The latest PMI survey data from Markit and CIPS said the rate of expansion in the sector in April slowed for the third time in the past five months, to the weakest since February 2013.
New business growth picked up slightly but remained relatively subdued, and business optimism was the joint-weakest in over three years, the survey said. It also suggested that the forthcoming EU membership referendum had added to economic uncertainty, with some firms mentioning the delayed placing of new contracts by clients.
The data also signalled the strongest upward pressure on input prices since January 2014, linked to the introduction of the national living wage.
The Markit/CIPS UK Services Purchasing Managers' Index, designed to track changes in total UK services activity compared with one month previously, fell from 53.7 to 52.3 in April, the lowest since February 2013. The index has averaged 55.2 since it started in July 1996. However, the current 40-month run of uninterrupted growth is the second-longest registered over the survey history.
Although service sector employment continued to expand in April, with the rate of job creation remaining above the long-run survey average, the pace of growth was the weakest in over two-and-a-half years.
The outlook remained relatively subdued with market sentiment the joint weakest in over three years as firms continued to report an undercurrent of market uncertainty, the survey said.
The rate of inflation hit a 27-month high, with firms also linking cost pressures to rising fuel prices and the impact of the weaker pound.
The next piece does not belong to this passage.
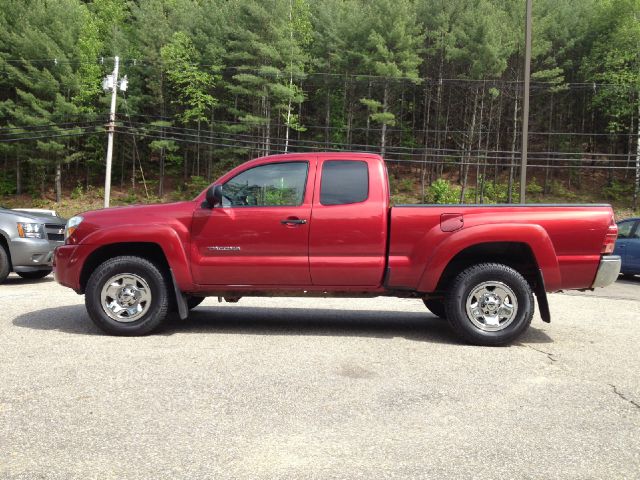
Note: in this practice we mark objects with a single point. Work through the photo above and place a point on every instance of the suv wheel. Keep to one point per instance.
(490, 304)
(127, 296)
(5, 266)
However, input cost inflation remained below the long-run survey average, and firms raised their own prices at a subdued pace.
Chris Williamson, chief economist at Markit, said that the slowdown in the service sector followed similar weakness in manufacturing and construction to make a ‘triple-whammy’ of disappointing news.
“The PMI surveys are collectively indicating a near-stalling of economic growth, down from 0.4% in the first quarter to just 0.1% in April,” said Williamson.
He added: “The deterioration in April pushes the surveys into territory which has in the past seen the Bank of England start to worry about the need to revive growth, either by cutting interest rates or through non-standard measures such as QE.”
David Noble, group CEO, CIPS, said that the UK’s services sector was stuck between a rock and a hard place.
“Mounting global economic uncertainty at the top of the supply chain and the reality of the new national living wage at the bottom mean that firms are feeling the pinch from both ends,” he said. “As a result, the sector credited with being the main driver of the UK’s economic fortunes appears to be slowing down.”